CACCIA AI CRISTIANI A HOMS

Le cronache giornalistiche dicono che Homs, una città di circa 800 mila abitanti in Siria, è diventata una città fantasma, spaccata in due non solo dal fiume Oronte, ma anche da un fiume di sangue che l’attraversa da qualche mese a questa parte. In una metà vivono coloro che hanno iniziato le manifestazioni contro il regime, sostituiti ora dai “barbuti”, rappresentanti armati del fanatismo islamico estremista, contrapposti ai fedelissimi del presidente Assad. In mezzo a questa guerriglia giornaliera si trovano le minoranze cristiane che risiedono nel centro storico e quelle degli alawiti, detti anche sciiti della montagna. I morti si contano a centinaia, da quando è esplosa la protesta e tra le minoranze trapela la paura che la spirale della violenza possa innescare uno scontro religioso. Un medico che ha studiato in Europa – riferisce il quotidiano La Repubblica del 25 gennaio 2012 (pag. 16) ha parole durissime contro i “salafiti”, gli integralisti islamici sunniti che secondo i governanti di Damasco avrebbero infiltrato la protesta. Per loro i cristiani, gli alawiti o altre minoranze sono tutti nemici dell’Islam, infedeli da eliminare perché corrompono la terra islamica con la loro stessa presenza. “Vanno a caccia di noi cristiani” afferma il medico citato e la gente teme un massacro.

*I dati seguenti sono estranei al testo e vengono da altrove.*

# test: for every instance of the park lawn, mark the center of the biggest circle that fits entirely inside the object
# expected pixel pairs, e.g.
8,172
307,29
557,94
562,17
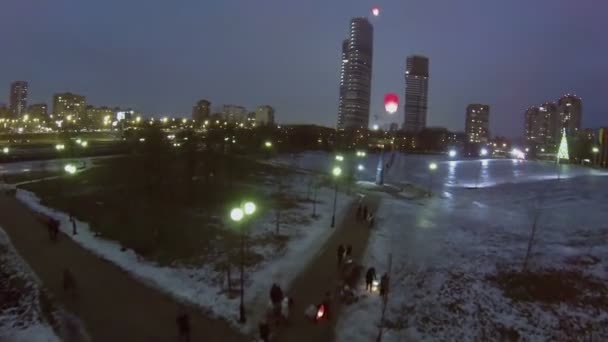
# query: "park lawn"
175,219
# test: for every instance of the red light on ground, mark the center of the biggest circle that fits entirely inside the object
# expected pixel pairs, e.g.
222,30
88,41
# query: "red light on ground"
321,312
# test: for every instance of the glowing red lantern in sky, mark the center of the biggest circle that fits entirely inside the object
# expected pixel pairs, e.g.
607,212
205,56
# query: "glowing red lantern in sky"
391,103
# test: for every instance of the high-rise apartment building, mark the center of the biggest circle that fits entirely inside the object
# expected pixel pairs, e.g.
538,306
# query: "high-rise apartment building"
201,111
356,76
69,107
416,93
544,124
100,117
477,123
38,111
264,115
234,113
570,113
18,98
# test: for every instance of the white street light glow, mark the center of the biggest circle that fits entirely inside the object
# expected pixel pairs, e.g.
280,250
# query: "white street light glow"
249,208
236,214
70,168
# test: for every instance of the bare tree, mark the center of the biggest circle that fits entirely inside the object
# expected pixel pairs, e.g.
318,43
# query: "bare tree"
536,212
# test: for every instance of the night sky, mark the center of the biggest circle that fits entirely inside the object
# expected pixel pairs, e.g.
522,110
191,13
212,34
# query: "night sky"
161,56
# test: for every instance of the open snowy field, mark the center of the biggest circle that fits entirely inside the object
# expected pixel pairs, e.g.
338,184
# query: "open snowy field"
456,258
450,173
21,316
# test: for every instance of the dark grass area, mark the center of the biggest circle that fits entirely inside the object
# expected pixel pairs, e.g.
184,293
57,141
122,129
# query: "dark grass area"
552,286
27,176
167,208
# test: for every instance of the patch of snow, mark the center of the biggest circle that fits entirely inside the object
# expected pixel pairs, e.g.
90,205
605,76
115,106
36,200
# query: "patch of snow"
444,251
23,320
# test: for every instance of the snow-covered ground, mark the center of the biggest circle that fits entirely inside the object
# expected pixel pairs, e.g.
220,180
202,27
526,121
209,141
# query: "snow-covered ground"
21,318
51,165
450,173
455,258
204,285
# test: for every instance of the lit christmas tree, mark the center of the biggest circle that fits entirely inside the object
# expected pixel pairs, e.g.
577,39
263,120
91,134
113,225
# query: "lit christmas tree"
562,153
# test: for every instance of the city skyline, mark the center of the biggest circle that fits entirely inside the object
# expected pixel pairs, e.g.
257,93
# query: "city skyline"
501,64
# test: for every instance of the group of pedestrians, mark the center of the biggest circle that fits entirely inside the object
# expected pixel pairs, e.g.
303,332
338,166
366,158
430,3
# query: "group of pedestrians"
370,277
366,215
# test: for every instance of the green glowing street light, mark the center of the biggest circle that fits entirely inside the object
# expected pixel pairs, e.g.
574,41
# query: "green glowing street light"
337,171
70,169
249,208
237,214
596,151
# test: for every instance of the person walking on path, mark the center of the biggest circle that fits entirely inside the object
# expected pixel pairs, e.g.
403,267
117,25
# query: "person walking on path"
370,276
384,285
53,226
183,327
340,254
73,220
370,219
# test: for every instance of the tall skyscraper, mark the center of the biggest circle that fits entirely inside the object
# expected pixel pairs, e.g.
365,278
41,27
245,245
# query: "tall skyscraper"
69,107
416,93
342,82
570,113
233,113
477,124
264,115
201,111
356,77
544,124
18,98
38,111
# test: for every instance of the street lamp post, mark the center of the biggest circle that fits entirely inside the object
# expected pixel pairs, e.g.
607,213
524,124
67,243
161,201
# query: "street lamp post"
237,215
337,171
432,168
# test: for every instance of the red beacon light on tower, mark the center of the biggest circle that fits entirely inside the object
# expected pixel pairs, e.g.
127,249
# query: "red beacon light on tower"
391,103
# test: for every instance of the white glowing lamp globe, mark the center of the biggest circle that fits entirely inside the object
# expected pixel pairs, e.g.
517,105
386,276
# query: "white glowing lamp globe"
391,107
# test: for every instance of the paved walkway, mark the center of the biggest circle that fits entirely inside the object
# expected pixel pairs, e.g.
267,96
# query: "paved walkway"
322,275
113,305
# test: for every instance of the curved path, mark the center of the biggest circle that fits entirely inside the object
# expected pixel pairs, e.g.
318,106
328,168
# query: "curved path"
113,305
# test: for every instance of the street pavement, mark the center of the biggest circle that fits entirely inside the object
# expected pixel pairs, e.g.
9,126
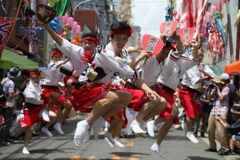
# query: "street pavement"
61,147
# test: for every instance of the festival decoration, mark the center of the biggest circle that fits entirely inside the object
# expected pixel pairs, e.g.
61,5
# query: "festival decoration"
191,14
61,6
233,68
215,44
238,18
76,40
168,27
170,10
152,44
65,30
32,39
5,27
70,22
186,34
55,24
45,13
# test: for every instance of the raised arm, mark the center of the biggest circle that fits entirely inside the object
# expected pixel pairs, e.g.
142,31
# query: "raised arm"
54,35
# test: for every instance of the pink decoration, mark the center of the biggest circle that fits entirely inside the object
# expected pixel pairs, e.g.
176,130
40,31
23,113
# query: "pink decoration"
70,21
207,17
75,24
212,10
65,18
44,2
78,31
59,17
218,5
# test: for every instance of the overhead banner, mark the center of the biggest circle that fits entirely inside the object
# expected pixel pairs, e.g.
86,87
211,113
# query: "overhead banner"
5,28
32,38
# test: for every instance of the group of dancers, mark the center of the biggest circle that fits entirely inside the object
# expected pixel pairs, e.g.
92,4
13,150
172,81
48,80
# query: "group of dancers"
105,81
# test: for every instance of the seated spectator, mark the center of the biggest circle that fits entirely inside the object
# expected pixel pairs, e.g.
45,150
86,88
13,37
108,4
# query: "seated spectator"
233,129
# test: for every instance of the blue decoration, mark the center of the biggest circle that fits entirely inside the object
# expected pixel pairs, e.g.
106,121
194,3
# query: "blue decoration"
54,24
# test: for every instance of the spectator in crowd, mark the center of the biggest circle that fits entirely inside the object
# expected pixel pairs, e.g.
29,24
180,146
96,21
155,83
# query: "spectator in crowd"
8,107
25,78
219,95
234,128
203,99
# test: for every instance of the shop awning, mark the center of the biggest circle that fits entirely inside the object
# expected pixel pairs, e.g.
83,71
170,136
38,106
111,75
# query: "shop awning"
217,70
233,68
10,59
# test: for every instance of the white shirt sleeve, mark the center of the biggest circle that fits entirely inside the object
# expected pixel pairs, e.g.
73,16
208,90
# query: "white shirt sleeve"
116,64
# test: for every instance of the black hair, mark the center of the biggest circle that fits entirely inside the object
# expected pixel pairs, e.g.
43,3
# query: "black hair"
35,70
120,25
168,44
236,107
56,49
90,34
26,73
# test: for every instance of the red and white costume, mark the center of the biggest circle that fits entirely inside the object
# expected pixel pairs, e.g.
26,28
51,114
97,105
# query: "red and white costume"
88,93
50,83
33,106
189,88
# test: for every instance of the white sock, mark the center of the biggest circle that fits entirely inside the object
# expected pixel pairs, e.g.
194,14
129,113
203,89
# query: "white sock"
143,125
158,126
109,137
45,116
150,128
25,150
46,131
184,127
87,137
135,126
192,137
80,133
117,142
97,125
57,127
110,144
156,149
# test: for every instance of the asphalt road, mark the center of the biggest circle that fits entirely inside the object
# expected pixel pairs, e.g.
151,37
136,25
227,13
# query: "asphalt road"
61,147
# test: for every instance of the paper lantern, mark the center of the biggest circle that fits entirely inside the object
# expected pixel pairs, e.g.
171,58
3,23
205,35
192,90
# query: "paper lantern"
65,18
207,17
212,10
70,21
75,24
78,31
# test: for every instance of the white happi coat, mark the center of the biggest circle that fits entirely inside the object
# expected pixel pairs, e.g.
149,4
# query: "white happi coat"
52,74
153,68
32,94
171,77
110,63
74,53
193,75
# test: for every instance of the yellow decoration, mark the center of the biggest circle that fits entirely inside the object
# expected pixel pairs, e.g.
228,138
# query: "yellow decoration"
52,3
238,18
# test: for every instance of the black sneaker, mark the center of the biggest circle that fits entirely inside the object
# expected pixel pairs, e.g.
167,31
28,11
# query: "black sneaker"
2,143
210,150
223,153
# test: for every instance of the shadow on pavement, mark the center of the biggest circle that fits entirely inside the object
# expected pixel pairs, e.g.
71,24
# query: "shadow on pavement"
128,154
200,158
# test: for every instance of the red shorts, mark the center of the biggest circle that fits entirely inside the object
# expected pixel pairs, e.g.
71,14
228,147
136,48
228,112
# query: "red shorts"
67,78
31,116
47,95
84,99
120,114
139,97
166,113
188,103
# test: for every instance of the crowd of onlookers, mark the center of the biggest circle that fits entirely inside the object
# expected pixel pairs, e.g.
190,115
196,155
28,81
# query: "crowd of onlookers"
212,96
218,120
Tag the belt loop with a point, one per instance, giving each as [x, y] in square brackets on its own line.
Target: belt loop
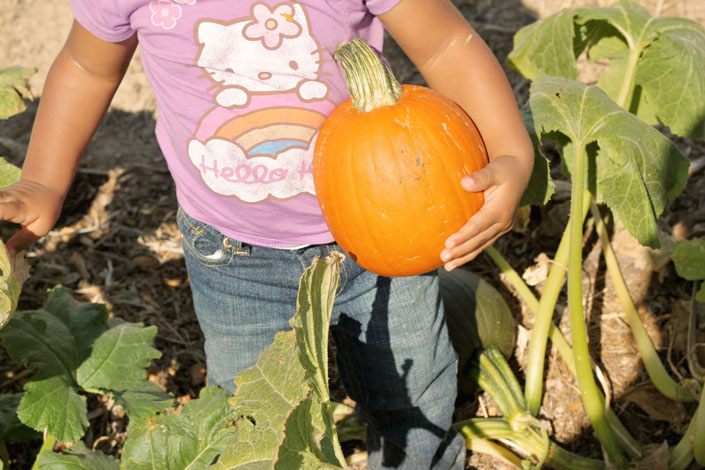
[238, 249]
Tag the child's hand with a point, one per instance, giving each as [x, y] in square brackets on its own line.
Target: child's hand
[503, 180]
[31, 205]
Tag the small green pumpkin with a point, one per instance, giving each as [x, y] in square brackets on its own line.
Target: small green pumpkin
[478, 317]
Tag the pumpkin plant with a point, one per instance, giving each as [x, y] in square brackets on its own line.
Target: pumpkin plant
[613, 156]
[387, 168]
[478, 318]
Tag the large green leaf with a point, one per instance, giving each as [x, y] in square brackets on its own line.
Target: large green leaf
[11, 429]
[13, 88]
[670, 70]
[282, 402]
[637, 170]
[666, 56]
[79, 457]
[14, 271]
[191, 439]
[75, 349]
[546, 46]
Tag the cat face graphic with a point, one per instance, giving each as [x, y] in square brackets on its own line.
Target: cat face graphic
[271, 51]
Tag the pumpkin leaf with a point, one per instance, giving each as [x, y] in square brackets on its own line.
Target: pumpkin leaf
[637, 170]
[193, 437]
[541, 187]
[11, 429]
[284, 415]
[13, 271]
[670, 73]
[78, 457]
[546, 47]
[75, 349]
[13, 88]
[668, 57]
[689, 260]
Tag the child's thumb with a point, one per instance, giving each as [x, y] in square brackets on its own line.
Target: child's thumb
[21, 240]
[479, 180]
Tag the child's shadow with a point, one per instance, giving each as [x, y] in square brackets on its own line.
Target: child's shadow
[359, 381]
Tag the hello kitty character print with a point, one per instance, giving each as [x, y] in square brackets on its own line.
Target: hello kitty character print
[257, 143]
[288, 57]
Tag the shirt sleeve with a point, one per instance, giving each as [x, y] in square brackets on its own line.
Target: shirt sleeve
[378, 7]
[104, 18]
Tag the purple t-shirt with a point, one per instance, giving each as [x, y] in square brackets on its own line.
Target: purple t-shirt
[242, 89]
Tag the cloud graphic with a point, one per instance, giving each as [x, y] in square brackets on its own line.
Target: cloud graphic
[227, 170]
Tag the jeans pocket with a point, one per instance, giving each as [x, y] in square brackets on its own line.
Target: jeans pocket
[204, 242]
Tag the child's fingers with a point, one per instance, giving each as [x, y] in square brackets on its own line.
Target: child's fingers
[474, 243]
[449, 266]
[13, 211]
[21, 240]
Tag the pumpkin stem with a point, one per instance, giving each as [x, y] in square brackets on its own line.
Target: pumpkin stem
[371, 83]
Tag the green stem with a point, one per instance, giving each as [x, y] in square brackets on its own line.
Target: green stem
[533, 390]
[589, 391]
[4, 455]
[628, 443]
[627, 90]
[370, 82]
[485, 446]
[513, 277]
[654, 367]
[531, 442]
[47, 448]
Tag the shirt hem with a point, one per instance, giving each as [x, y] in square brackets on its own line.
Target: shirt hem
[85, 21]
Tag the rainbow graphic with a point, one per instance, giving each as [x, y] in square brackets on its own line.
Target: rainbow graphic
[263, 152]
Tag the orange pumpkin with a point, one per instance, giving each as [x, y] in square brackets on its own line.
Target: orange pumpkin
[387, 168]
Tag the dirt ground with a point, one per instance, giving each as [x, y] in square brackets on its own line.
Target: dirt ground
[117, 241]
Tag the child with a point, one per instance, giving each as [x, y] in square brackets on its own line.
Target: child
[242, 88]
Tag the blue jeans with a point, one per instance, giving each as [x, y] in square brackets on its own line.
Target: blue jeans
[394, 355]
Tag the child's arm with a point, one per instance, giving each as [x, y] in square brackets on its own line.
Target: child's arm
[77, 92]
[455, 61]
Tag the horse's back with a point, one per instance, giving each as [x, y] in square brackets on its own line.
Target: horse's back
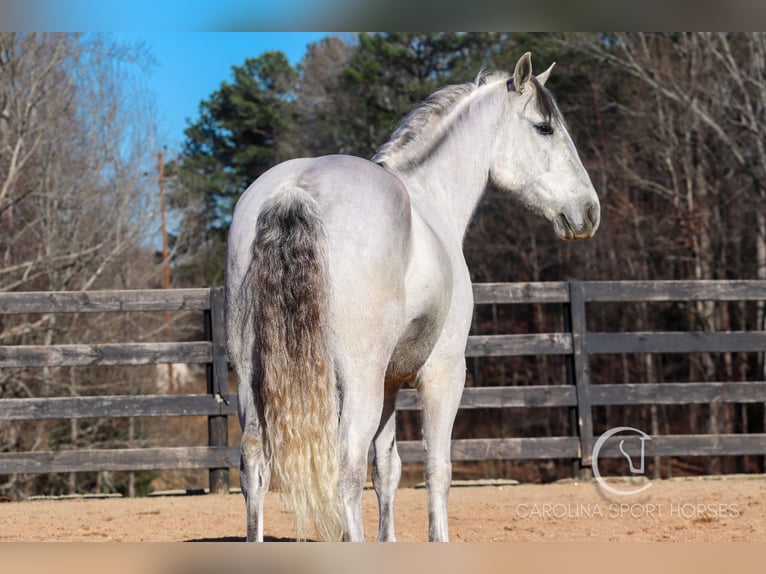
[364, 208]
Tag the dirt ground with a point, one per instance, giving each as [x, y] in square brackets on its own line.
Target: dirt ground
[689, 510]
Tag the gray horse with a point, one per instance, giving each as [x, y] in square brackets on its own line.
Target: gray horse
[346, 277]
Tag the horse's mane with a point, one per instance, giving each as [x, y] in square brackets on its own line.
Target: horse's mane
[405, 147]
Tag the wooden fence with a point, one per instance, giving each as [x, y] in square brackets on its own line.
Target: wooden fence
[576, 343]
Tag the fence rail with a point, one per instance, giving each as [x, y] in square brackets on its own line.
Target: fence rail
[576, 343]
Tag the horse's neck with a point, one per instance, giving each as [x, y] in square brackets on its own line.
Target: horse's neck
[448, 185]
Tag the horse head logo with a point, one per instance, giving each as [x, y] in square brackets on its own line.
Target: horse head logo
[634, 469]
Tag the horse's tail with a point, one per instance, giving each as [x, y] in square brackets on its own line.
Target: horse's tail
[297, 390]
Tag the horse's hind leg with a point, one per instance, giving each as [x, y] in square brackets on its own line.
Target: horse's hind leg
[254, 470]
[387, 467]
[360, 414]
[440, 383]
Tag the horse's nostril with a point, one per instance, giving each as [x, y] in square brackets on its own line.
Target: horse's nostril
[594, 213]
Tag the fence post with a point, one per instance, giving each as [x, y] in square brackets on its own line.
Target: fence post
[580, 371]
[217, 385]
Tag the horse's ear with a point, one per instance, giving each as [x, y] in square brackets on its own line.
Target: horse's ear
[523, 72]
[542, 78]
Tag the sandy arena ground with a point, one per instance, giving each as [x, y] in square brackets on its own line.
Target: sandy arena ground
[690, 510]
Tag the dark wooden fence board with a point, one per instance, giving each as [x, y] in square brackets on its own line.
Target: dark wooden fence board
[113, 406]
[681, 342]
[500, 397]
[546, 292]
[635, 291]
[498, 449]
[168, 458]
[691, 445]
[577, 344]
[107, 354]
[105, 301]
[678, 393]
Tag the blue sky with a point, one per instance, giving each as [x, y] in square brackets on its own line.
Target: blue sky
[189, 66]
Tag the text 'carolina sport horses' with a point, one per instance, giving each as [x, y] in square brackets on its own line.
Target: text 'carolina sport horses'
[346, 277]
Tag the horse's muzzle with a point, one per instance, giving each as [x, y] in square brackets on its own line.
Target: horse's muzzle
[580, 225]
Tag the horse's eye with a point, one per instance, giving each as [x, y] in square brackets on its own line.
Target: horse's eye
[544, 129]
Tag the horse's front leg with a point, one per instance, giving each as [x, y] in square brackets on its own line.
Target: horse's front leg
[440, 383]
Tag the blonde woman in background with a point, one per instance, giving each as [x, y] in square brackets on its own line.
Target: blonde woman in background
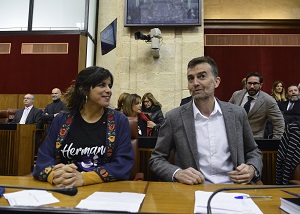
[121, 101]
[278, 91]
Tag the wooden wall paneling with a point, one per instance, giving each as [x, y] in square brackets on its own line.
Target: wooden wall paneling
[273, 40]
[44, 48]
[5, 48]
[82, 53]
[9, 101]
[52, 59]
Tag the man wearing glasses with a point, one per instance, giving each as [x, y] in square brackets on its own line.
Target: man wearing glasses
[259, 106]
[29, 114]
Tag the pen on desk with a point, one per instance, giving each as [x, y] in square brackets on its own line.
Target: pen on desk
[291, 193]
[245, 196]
[2, 190]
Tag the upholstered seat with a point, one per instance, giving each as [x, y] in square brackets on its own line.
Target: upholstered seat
[135, 174]
[296, 176]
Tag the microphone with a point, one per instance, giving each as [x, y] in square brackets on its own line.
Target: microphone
[64, 190]
[246, 188]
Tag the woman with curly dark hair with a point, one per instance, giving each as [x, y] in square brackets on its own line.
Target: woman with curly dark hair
[90, 143]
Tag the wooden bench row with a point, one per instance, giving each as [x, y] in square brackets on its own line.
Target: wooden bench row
[15, 101]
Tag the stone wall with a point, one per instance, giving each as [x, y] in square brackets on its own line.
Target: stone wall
[136, 71]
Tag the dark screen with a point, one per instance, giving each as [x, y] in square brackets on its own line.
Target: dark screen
[108, 37]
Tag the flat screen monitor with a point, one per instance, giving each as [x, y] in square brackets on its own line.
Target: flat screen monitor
[162, 13]
[108, 37]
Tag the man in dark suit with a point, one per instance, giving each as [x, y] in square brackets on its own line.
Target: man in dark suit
[212, 140]
[54, 108]
[29, 114]
[291, 107]
[261, 107]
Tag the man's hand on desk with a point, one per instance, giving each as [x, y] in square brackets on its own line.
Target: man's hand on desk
[189, 176]
[66, 175]
[242, 175]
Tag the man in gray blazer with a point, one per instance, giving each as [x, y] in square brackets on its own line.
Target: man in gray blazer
[263, 107]
[211, 140]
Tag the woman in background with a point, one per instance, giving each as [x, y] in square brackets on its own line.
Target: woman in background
[133, 108]
[152, 106]
[278, 91]
[91, 143]
[121, 101]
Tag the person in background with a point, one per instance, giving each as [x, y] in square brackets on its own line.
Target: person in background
[212, 140]
[90, 143]
[291, 107]
[29, 114]
[278, 91]
[152, 106]
[54, 108]
[133, 108]
[259, 106]
[121, 101]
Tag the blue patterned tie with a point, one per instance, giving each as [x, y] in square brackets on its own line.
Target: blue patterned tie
[248, 103]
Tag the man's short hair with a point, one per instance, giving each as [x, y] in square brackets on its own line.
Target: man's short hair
[255, 74]
[204, 59]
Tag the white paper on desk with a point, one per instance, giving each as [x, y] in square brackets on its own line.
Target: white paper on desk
[225, 203]
[30, 198]
[113, 201]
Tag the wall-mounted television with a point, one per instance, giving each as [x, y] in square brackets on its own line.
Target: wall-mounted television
[108, 37]
[162, 13]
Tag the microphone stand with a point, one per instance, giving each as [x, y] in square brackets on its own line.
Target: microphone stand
[64, 190]
[246, 188]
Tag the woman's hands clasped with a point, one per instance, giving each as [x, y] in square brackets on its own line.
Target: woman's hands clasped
[66, 175]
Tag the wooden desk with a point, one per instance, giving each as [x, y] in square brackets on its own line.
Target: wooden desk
[163, 197]
[71, 201]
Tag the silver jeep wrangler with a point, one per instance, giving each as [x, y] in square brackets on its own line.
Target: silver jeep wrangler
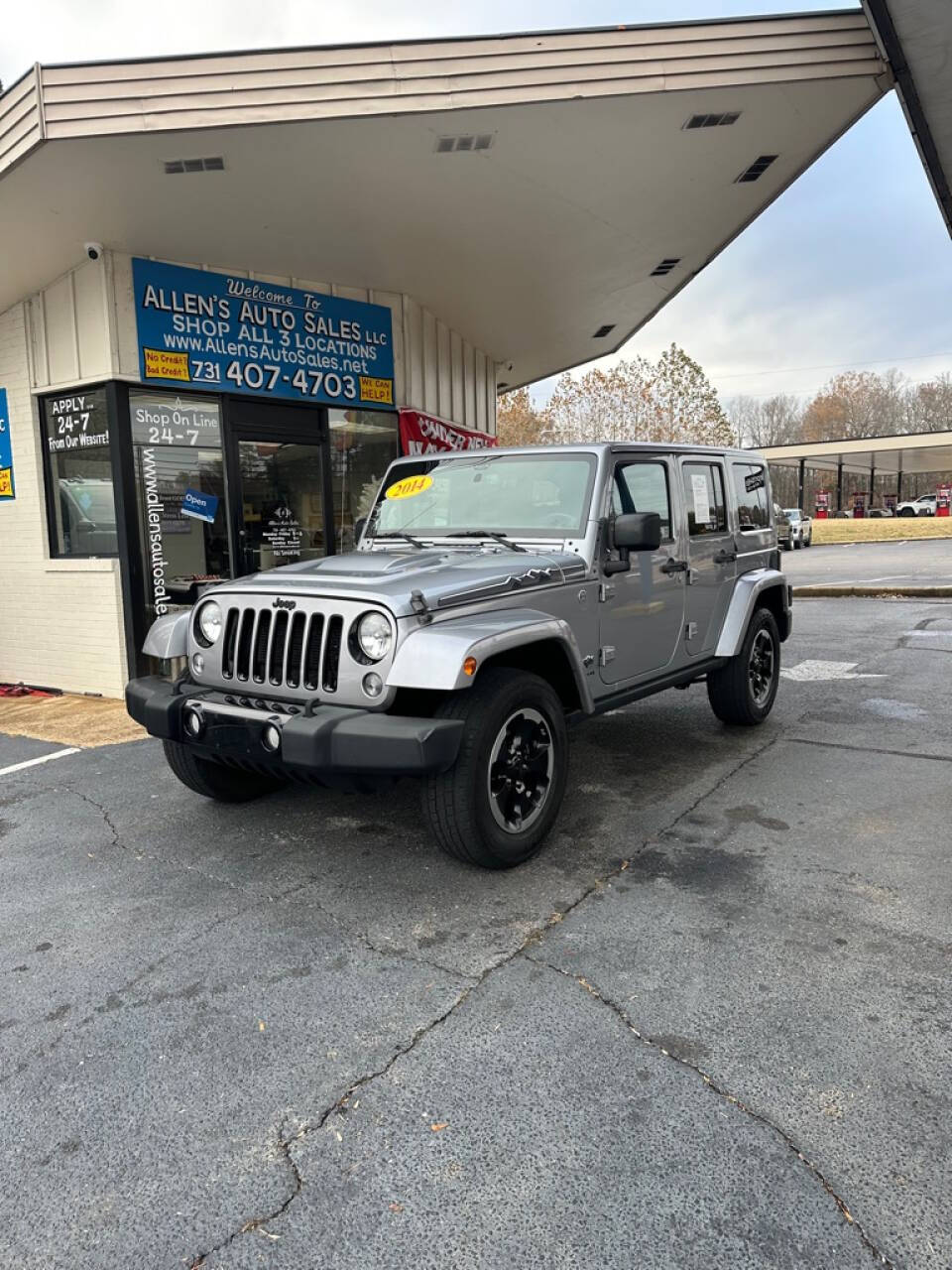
[494, 597]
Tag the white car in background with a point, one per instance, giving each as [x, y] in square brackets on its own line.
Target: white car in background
[924, 506]
[801, 527]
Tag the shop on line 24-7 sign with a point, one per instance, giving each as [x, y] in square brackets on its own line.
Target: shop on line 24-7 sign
[7, 488]
[229, 334]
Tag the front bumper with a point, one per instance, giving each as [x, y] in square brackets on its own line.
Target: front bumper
[324, 739]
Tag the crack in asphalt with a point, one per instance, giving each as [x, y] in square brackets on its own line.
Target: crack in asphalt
[107, 820]
[534, 938]
[721, 1092]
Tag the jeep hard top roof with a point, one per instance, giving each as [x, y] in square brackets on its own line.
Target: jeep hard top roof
[595, 447]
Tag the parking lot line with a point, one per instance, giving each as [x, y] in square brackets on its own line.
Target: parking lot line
[44, 758]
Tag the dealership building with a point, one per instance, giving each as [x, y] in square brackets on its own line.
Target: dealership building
[235, 286]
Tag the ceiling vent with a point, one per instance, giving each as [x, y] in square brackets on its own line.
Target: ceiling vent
[712, 121]
[176, 167]
[467, 143]
[757, 169]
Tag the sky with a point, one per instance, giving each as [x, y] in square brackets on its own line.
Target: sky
[849, 270]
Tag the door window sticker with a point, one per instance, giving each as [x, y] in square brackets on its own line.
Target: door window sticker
[702, 499]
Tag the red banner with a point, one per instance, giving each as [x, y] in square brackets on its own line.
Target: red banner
[424, 435]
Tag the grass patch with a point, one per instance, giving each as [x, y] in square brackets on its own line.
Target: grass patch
[883, 530]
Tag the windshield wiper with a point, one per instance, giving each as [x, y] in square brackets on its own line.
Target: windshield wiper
[486, 534]
[398, 534]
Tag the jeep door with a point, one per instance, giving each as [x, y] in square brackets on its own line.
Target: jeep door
[642, 611]
[712, 554]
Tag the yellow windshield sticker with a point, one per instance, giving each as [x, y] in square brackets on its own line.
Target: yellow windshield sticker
[409, 486]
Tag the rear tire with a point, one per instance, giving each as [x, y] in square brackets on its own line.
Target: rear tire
[743, 691]
[214, 780]
[498, 803]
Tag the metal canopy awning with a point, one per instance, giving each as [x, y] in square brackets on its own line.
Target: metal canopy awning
[543, 193]
[916, 39]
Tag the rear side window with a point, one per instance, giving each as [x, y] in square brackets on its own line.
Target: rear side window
[751, 490]
[703, 498]
[643, 488]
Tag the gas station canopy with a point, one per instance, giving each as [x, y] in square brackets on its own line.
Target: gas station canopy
[914, 452]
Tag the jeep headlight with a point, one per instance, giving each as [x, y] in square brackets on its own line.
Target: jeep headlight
[373, 636]
[208, 622]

E’ questa paura che ha spinto la comunità cristiana a schierarsi, fino ad ora, con il presidente Assad. E’ il timore del futuro che li spinge ad accettare lo status quo. La consapevolezza della complessità e varietà della situazione non permette tuttavia un’interpretazione manichea. Ma un dato è certo: da più di un mese 25/30 corpi martirizzati vengono portati giornalmente all’ospedale militare e il massacro non offre l’impressione di voler terminare.


 


La Commissione e l’Alto Rappresentante,  che certamente sono al corrente della situazione,


 


1.    Hanno preso iniziative per evitare il peggio e far terminare la caccia ai cristiani e agli alawiti?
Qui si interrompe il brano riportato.